A new report by Investment Trends found that the number of Australian advisers has dropped to 16,500 in 2022 from 20,000 in 2021, which the research company attributed to the ever-changing regulatory landscape advisers have had to grapple with.
“Advisers have cited compliance burden as the main challenge they deal with in their business for many years now, closely followed by regulatory change/uncertainty. Ultimately this leads to an increase in the cost of providing advice, and an inability to provide that advice to those less wealthy clients who need it,” Investment Trends research director Dougal Guild told The Wall Street Journal.
“This aligns with information we see reported in industry news in relation to advisers leaving as a result of changes to education and professional standards requirements and dissatisfaction with the broader regulatory environment.”
Despite the increasing regulatory burdens and industry attrition, Investment Trends’ 2022 Adviser Business Model Report found that practice profitability has increased, with 46% of financial advisers reporting that they were more profitable in 2022, compared with 34% in 2021.
“This is encouraging as it indicates advisers are adapting to the new world.
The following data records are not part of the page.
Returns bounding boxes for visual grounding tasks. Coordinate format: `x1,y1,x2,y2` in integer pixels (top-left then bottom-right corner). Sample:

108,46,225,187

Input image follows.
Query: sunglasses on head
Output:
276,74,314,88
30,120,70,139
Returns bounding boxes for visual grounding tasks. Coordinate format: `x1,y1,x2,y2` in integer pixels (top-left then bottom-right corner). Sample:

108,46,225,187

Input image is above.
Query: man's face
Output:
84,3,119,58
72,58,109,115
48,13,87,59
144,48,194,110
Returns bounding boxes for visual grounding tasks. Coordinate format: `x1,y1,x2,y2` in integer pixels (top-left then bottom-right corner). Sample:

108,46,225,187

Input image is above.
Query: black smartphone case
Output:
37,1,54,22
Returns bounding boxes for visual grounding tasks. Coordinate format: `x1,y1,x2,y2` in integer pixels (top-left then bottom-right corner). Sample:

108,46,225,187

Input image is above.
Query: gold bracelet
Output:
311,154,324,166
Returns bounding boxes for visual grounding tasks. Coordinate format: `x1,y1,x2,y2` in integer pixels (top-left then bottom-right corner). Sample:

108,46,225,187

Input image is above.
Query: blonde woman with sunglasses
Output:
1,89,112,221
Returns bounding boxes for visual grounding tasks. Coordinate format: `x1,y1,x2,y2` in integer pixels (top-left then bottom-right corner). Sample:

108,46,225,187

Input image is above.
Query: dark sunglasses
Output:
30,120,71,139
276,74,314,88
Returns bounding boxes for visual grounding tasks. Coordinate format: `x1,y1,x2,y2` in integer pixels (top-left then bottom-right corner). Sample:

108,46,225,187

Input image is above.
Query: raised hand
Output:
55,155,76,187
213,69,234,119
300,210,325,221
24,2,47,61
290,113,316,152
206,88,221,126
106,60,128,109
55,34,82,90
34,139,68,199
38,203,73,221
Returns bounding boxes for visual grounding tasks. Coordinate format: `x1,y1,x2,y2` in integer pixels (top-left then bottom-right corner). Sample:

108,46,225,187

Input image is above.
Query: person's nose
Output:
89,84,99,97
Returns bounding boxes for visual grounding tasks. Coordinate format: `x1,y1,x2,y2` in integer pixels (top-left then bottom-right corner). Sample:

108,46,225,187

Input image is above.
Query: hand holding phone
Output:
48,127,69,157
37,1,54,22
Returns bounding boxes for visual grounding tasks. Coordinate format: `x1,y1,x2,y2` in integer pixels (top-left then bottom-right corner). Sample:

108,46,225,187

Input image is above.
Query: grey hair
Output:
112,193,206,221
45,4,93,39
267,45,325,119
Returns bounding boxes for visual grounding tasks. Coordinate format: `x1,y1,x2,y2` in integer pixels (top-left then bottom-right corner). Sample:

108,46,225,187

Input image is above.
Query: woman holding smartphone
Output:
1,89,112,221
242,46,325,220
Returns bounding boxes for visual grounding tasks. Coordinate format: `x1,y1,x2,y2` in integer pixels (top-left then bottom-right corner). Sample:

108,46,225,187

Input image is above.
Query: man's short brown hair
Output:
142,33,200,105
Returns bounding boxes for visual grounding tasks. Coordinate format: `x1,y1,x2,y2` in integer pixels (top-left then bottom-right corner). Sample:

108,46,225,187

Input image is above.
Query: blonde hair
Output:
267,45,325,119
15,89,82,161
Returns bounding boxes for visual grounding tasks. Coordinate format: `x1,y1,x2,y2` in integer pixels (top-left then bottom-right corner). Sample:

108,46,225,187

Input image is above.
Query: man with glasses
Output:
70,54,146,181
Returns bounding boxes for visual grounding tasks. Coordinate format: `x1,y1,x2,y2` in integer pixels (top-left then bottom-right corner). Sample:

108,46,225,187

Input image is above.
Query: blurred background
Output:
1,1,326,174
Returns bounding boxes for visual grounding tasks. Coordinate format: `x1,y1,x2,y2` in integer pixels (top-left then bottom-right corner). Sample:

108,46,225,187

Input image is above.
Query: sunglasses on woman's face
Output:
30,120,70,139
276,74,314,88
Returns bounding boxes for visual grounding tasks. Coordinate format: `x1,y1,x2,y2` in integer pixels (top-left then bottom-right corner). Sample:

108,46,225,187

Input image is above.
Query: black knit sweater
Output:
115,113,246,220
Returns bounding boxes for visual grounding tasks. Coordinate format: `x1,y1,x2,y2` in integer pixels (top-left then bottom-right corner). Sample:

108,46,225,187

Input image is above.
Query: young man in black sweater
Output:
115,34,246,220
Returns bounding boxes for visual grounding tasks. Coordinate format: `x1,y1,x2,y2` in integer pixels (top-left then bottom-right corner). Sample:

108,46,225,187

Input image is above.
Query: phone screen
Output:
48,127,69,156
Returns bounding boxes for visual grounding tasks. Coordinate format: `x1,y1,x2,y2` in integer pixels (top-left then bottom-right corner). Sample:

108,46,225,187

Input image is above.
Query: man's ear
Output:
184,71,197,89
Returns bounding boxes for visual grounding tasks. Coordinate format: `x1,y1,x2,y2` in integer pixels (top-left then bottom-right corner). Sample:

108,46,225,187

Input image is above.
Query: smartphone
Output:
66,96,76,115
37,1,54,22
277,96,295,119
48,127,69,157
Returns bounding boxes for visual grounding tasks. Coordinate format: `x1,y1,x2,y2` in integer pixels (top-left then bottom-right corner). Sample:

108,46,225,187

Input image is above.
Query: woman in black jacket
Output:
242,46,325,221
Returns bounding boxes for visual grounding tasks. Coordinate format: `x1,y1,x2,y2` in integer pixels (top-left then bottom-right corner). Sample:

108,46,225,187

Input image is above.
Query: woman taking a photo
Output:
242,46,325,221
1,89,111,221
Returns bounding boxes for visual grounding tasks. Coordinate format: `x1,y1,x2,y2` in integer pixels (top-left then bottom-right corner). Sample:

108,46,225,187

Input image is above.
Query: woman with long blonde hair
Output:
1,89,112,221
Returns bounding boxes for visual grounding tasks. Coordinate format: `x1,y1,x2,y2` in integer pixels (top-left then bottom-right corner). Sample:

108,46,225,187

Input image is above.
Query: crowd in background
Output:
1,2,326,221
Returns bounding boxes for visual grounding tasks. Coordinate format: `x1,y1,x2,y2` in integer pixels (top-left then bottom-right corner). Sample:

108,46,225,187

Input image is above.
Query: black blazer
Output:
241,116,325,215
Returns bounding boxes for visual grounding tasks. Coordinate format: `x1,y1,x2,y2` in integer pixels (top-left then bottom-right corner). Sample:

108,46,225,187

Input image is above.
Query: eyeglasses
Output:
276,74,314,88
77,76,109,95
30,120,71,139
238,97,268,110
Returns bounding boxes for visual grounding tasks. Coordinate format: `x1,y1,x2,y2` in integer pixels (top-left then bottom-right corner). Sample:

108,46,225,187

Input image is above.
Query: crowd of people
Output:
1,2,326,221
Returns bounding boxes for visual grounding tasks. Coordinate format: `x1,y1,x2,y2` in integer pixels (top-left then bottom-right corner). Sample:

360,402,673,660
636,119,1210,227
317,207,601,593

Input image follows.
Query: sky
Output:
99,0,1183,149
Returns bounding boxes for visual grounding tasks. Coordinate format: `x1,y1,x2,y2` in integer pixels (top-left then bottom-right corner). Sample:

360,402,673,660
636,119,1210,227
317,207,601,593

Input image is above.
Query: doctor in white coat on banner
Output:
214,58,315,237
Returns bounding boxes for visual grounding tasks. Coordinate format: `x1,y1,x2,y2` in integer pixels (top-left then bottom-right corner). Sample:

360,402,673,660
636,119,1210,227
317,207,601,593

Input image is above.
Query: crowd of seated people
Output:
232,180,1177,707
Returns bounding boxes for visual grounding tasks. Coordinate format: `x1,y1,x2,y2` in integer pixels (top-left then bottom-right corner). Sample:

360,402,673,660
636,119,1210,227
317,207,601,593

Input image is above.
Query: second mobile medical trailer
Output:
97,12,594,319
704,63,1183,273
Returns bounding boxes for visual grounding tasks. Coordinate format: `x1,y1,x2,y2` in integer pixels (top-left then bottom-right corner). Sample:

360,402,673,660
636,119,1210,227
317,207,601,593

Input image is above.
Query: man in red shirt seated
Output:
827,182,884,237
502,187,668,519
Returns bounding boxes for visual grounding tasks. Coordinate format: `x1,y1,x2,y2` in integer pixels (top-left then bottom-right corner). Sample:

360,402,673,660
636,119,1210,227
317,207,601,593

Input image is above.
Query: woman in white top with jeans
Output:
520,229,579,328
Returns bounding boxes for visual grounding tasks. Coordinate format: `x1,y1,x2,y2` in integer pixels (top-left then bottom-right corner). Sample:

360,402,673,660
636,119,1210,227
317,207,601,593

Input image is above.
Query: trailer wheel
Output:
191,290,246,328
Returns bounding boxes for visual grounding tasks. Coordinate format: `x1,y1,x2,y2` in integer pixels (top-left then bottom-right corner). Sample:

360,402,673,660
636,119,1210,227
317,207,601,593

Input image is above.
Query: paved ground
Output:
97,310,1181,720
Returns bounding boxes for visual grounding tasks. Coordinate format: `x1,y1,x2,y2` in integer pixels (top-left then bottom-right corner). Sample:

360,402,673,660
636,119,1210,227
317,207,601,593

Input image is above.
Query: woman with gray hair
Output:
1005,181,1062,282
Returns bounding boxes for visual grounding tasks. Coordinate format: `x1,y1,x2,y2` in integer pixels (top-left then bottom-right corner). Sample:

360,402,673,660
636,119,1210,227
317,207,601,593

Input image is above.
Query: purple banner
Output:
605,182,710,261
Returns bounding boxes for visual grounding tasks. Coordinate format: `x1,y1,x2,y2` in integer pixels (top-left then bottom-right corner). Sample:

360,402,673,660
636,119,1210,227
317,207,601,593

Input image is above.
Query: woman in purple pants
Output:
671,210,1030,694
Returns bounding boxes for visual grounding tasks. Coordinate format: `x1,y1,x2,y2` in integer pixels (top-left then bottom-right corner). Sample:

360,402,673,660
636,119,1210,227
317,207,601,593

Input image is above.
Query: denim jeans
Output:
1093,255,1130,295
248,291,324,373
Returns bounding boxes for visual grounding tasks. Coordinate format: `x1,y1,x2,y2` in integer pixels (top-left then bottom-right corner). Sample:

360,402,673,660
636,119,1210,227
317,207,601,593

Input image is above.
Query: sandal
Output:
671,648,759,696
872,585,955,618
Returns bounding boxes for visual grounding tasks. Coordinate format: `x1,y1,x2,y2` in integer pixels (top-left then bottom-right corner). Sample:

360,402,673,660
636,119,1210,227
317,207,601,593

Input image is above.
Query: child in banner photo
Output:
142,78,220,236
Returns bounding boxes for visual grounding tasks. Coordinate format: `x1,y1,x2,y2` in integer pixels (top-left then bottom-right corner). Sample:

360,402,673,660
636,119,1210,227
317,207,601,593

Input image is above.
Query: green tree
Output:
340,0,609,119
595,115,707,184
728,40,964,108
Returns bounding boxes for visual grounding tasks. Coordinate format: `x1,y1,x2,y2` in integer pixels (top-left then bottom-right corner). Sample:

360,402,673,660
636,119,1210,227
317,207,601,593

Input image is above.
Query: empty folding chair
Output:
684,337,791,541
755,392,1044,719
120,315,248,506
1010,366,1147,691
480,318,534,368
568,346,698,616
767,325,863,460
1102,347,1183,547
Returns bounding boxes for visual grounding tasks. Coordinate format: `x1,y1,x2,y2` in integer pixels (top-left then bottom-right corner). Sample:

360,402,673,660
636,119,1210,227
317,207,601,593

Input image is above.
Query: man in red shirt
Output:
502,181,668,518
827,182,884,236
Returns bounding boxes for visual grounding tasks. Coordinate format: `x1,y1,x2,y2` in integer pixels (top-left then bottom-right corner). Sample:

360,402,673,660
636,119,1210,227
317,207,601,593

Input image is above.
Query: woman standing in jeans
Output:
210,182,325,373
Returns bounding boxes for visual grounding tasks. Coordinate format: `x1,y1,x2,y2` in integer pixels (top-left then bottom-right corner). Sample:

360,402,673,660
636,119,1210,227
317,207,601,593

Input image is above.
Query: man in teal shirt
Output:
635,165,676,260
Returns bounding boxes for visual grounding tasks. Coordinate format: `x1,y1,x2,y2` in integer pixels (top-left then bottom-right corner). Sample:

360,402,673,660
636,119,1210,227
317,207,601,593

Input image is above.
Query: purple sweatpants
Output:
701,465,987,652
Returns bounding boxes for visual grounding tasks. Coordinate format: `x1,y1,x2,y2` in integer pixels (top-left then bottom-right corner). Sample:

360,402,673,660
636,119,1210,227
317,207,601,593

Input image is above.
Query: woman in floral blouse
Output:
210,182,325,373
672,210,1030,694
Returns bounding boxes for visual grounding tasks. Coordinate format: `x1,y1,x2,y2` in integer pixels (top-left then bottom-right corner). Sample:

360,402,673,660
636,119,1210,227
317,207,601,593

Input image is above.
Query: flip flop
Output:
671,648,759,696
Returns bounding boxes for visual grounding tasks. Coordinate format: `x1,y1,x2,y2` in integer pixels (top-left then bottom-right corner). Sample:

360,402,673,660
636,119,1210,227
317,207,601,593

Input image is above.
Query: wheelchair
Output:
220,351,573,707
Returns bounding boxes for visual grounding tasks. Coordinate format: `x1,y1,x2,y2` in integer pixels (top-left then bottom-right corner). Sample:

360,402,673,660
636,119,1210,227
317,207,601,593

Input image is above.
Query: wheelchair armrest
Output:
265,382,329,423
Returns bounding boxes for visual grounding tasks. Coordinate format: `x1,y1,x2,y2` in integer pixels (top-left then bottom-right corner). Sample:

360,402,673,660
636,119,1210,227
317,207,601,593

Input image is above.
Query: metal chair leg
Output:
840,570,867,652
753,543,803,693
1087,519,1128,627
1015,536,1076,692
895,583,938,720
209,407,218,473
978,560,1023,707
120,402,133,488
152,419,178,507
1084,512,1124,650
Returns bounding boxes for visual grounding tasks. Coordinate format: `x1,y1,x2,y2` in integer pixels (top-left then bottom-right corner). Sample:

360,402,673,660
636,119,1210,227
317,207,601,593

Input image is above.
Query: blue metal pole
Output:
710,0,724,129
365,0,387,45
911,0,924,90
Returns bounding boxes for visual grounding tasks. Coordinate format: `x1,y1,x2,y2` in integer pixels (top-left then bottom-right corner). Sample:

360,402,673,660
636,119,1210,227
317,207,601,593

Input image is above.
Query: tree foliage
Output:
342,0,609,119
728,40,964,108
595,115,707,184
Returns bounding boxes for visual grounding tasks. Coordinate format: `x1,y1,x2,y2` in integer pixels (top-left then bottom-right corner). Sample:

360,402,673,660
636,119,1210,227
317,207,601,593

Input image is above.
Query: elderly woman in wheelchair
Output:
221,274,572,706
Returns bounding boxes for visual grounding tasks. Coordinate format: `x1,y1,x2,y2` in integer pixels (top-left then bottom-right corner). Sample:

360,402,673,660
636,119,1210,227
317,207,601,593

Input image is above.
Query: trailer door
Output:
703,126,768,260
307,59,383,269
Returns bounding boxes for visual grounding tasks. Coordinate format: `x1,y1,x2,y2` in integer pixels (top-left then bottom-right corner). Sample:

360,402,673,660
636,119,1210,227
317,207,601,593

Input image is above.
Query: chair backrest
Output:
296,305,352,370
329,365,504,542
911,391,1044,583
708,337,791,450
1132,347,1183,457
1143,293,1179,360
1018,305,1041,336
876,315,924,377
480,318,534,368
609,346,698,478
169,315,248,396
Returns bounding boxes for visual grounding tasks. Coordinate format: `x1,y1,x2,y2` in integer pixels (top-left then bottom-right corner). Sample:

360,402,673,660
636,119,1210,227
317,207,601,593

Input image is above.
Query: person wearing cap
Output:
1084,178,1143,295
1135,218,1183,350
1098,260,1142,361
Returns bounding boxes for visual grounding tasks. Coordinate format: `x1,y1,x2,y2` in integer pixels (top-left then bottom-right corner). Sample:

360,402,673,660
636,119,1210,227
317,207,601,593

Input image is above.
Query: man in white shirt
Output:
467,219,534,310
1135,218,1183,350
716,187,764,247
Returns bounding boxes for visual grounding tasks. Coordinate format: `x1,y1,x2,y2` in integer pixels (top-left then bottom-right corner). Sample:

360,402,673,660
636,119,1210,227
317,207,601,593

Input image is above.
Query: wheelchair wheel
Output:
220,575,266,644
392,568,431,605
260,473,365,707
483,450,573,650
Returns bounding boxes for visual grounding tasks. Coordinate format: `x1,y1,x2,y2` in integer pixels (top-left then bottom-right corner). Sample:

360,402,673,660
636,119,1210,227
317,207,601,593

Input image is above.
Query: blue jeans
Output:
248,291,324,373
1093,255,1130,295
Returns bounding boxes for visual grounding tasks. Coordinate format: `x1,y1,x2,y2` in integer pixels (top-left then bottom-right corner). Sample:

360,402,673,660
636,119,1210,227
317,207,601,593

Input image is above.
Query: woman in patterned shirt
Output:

Contributing to improved practice profit margins is a continued move by advisers focusing their efforts on acquiring and retaining higher value clients,” Investment Trends said.
The federal government is reviewing Australia’s financial-advice industry to see if any regulatory changes should be made to improve the accessibility and affordability of financial advice. This comes in the wake of a yearlong Royal Commission into misconduct in the country’s banking industry, which handed down its report in 2019.
Some analysts say that wealth companies Insignia Financial Ltd. and AMP Ltd. may get a material tailwind from some of the review’s proposals, including an expansion of the market for financial advice and driving down costs, which could help restore profitability to the under-pressure advice sector.
For the first half of fiscal 2022, AMP reported it had 1,058 aligned advisers, compared with 1,356 in the year-ago period. The company’s advice unit recorded 30 million Australian dollars (US$20.4 million) in net profit after tax for the first half.
Insignia in its fiscal 2022 results said the number of advisers in Australia is unlikely to increase next year, reporting that the number of advisers in its ranks fell to 1,600 from 1,948 the previous year.
Insignia Chief Executive Renato Mota said after the company’s most recent results that it had been reshaping its business model and improving the products it inherited via the acquisition of units from Australia & New Zealand Banking Group Ltd. and National Australia Bank Ltd.
“Yes, we want to grow. I think we need to be realistic that the industry itself will go through a period of stable adviser numbers. We will be the same…our numbers will be stable and we expect that during 2023,” Mr. Mota told The Wall Street Journal in late August.
“However the growth will come from making advisers more productive…spending money on technology, and that productivity aspect to make advice more affordable and more accessible.”
Investment Trends’ report said that a move for Australian advisers to become self-licensed, and moving away from being under the umbrella of larger wealth-management companies, had eased over the past year as they weighed the benefits and additional costs and compliance requirements associated with this type of model.
“Despite this, the movement of advisers around the industry will continue, as 70% [of those] looking to leave their licensee in the next 12 months intend to move to a self-licensed model,” Investment Trends said.
AMP said that as part of its fiscal 2022 priorities, it plans to engage more with independent financial advisers, or those who are self-licensed, to boost investment flows onto its flagship North platform.
“We have improved the competitiveness of North, with cash inflows from independent financial advisers up 49% from 1H FY 2021. We’re not slowing pace, with more improvements planned for the second half as we build North to be one of Australia’s leading investment platforms for advisers and their clients,” AMP Chief Executive Alexis George said after issuing the company’s first-half results.